Several important conclusions can be drawn from Table 2.1. First, cancer rates in Minnesota are slightly lower than national rates for many types of cancer, which results in lower all cancer combined rates. The lower rate of lung cancer in Minnesota that has been associated with differences in smoking experiences (MCSS 1993, Section 3) accounts for some of this difference. Cancer rates for females in Minnesota are more similar to national rates though again lower lung cancer rates contribute to slightly lower all cancers combined rates for Minnesotans compared to national rates. Second, cancer rates are substantially higher (about 40 percent overall) in men than women. In fact, for those cancers that affect both sexes, cancer rates are higher in men for almost every type of cancer. Two major exceptions are cancers of the thyroid gland and gallbladder. Third, rates of specific types of cancer vary enormously. (See Section 4 for a more complete demonstration of year-to-year variability.) This is consistent with the fact that cancer is really many different diseases with different causes, natural histories, etc. Fourth, relatively few types of cancer account for the majority of cancers in men and women. By far, the most common cancer among men was prostate cancer (3,536 per year), while the most common cancer among women was breast cancer (3,043 per year). Lung cancer and colon cancer were the second and third most common cancers in both sexes. In men, cancers of the prostate, lung, colon, and rectum accounted for 58 percent of all cancers diagnosed between 1992 and 1996 in Minnesota. In women, cancers of the breast, lung, colon, and rectum accounted for 55 percent of all cancers, while cancers of the uterus and ovary accounted for another 11 percent.
County Cancer Incidence
As with previous MCSS reports, this report provides profiles of cancer occurrences for each of the 87 Minnesota counties (Appendix A). Cancer information at the county level has proven to be useful in the planning and development of health care resources and in a variety of educational programs. The information provided consists of the actual number of newly-diagnosed cancers that occurred among county residents during the five-year period 1992-1996. For perspective, a second number is also provided showing the estimated number of cancers that would have been expected in the county based on statewide rates and the population of the county. This information is presented for each major type of cancer and for all cancers combined. The practice of publishing county profiles has intentionally excluded statistical comparisons of individual rates among the counties. There are several reasons why such comparisons are not attempted. These reasons include the instability of cancer incidence rates due to relatively small numbers, even for the more common types of cancer; county differences in major risk factors (such as smoking, racial composition, diet) that are not accounted for in MCSS data; and the likelihood of many apparent rate differences that would be expected from chance alone.

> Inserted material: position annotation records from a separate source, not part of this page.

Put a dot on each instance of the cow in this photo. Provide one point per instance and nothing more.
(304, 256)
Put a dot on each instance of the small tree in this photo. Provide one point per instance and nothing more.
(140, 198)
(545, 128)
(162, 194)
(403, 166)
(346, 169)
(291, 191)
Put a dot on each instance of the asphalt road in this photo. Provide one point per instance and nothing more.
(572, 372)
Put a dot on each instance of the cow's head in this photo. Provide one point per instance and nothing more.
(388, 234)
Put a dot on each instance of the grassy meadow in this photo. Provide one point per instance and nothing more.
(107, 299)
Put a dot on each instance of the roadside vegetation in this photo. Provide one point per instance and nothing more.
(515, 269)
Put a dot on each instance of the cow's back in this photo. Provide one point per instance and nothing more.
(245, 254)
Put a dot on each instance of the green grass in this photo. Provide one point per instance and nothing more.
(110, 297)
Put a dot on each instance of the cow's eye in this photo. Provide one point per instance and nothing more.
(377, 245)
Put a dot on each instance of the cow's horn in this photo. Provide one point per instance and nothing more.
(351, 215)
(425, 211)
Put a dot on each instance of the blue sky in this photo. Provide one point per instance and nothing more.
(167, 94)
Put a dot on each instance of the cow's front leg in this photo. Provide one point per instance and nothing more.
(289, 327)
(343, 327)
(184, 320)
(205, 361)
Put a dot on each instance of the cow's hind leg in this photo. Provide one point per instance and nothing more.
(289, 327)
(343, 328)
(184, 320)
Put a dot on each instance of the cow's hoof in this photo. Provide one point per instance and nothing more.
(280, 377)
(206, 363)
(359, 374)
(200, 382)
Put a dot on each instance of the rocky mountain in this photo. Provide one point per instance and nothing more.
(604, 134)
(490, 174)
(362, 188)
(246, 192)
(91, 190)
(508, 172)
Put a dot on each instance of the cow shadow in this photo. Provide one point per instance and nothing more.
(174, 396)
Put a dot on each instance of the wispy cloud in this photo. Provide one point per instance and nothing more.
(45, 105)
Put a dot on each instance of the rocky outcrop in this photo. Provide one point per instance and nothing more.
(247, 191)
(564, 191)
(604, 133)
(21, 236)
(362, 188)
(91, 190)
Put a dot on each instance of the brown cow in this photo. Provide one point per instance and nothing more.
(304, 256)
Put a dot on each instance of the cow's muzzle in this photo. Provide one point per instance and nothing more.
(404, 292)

Tables 2.2 and 2.3 contain cancer incidence rates for males and females for 18 separate age categories. These are referred to as age-specific rates. Although a few cancers, such as Hodgkin's Disease, show relatively modest changes over broad age ranges, the rates of most cancers vary significantly with age, generally showing sharp increases with age. Figure 2.1a shows graphically how cancer rates for all cancers combined vary with age for both males and females. Because there is over a 200-fold variation in overall rates depending on age, it is difficult to depict age-specific rates in a single graph. Therefore, Figure 2.1b shows the same data using a different scale. The first graph shows the rates on a conventional "linear" scale. On this scale, rates during childhood and young adulthood appear to be virtually zero and cannot be distinguished from each other. Figure 2.1a does illustrate, however, that most of our cancer risk occurs after middle age. The second graph shows the rates on a "log" scale (factors of 10) which can represent a much larger range of values. The scale of this graph spreads out the increases over a larger range and allows for detail of the younger age groups to be expressed
Table 2.4 contains the median age at diagnosis for selected cancers. The median is the 50th percentile: half of the patients were younger and half were older when diagnosed with the cancer. The median age is similar to an average age in that it is a measure of central tendency of the age distribution. Unlike an average, the median is not affected by extreme (younger or older) ages. Table 2.4 demonstrates two important aspects of cancer incidence. First, most cancers are diagnosed in older Minnesotans. The median age at diagnosis for all cancers was 69 years in males and 67 years in females. In other words, one-half of the male cancer diagnoses were in individuals older than 69 years and one-half of the females were older than 67 years. Second, there is a great range in the median age at diagnosis from 31 years for cancer of the bones and joints in males to 76 years of age for cancer of the stomach in females. The large range in age at diagnosis reflects the fact that the natural history varies greatly between different types of cancer. That the risk factors and natural history varies between different cancers is also exhibited in the many differences between median ages at diagnosis for males and females.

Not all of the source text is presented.